6. Dans le cas présent, même si la dispute survenue entre les deux époux le 23 mai 2025 s'inscrit dans la continuité de la dégradation, voire de la rupture de leur lien conjugal, ainsi que dans la continuité des formes de violence que semble avoir pu exercer M. B______ à l'encontre de son épouse, force est de constater, à teneur des déclarations des deux conjoints à la police lors de leur audition du 23 mai 2025, que Mme A______ a porté à cette occasion une responsabilité prépondérante dans l'exercice de la violence physique. La possibilité qu'elle puisse être épuisée par une situation qui dure depuis plus d'une année (si l'on s'en tient à la date de son retour au domicile conjugal en mars 2024) ne saurait conduire le tribunal à relativiser cette violence physique, ni à faire abstraction du fait que la précitée paraît de son côté avoir quelques difficultés dans la gestion de ses émotions. Dans cette mesure, la décision d'éloignement prise à son encontre par le commissaire de police le 23 mai 2025 pour une durée de 10 jours est conforme aux dispositions susmentionnées de la LVD, aussi bien sous l'angle de la légalité que de la proportionnalité.

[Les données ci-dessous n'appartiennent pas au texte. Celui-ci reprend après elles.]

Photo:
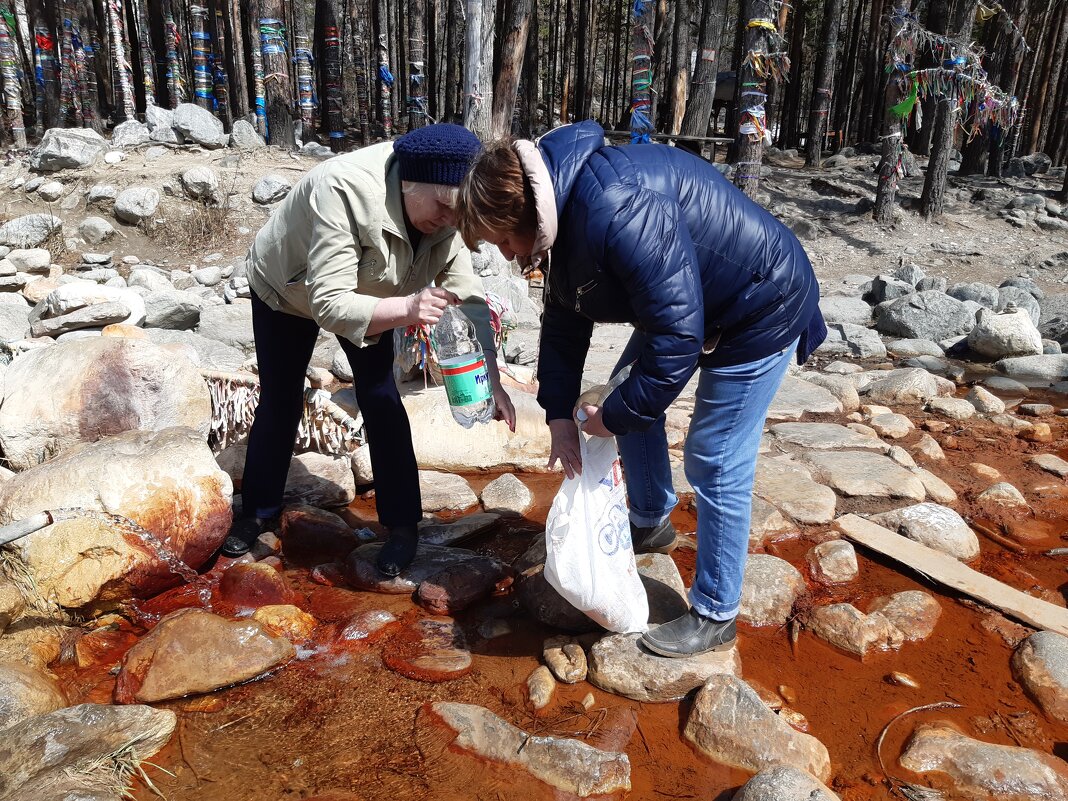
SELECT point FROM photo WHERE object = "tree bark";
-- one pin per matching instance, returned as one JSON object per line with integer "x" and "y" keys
{"x": 699, "y": 110}
{"x": 932, "y": 200}
{"x": 513, "y": 51}
{"x": 820, "y": 105}
{"x": 278, "y": 90}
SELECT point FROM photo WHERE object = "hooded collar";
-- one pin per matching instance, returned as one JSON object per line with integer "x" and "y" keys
{"x": 545, "y": 200}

7. Par conséquent, l'opposition rejetée et la mesure d'éloignement confirmée dans son principe et sa durée.
8. Il ne sera pas perçu d'émolument (art. 87 al. 1 LPA).

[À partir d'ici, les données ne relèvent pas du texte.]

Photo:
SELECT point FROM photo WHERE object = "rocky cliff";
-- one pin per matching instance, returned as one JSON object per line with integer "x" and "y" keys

9. Un éventuel recours déposé contre le présent jugement n'aura pas d'effet suspensif (art. 11 al. 1 LVD ; rapport rendu le 1er juin 2010 par la commission judiciaire et de la police chargée d'étudier le PL 10582, p. 17).
LE TRIBUNAL ADMINISTRATIF
DE PREMIÈRE INSTANCE
1. déclare recevable l'opposition formée le 23 mai 2025 par Madame A______ contre la mesure d’éloignement prise à son encontre par le commissaire de police le 23 mai 2025 pour une durée de dix jours ;
2. la rejette ;
3. dit que, conformément aux art. 132 LOJ, 62 al. 1 let. a et 65 LPA, le présent jugement est susceptible de faire l'objet d'un recours auprès de la chambre administrative de la Cour de justice (10 rue de Saint-Léger, case postale 1956, 1211 Genève 1) dans les 30 jours à compter de sa notification. L'acte de recours doit être dûment motivé et contenir, sous peine d'irrecevabilité, la désignation du jugement attaqué et les conclusions du recourant. Il doit être accompagné du présent jugement et des autres pièces dont dispose le recourant ;
4. dit qu'un éventuel recours contre le présent jugement n'aura pas d'effet suspensif.
Au nom du Tribunal :
Le président
Olivier BINDSCHEDLER TORNARE
Copie conforme de ce jugement est communiquée aux parties. Une copie du jugement est transmise au Tribunal de protection de l'adulte et de l'enfant pour information.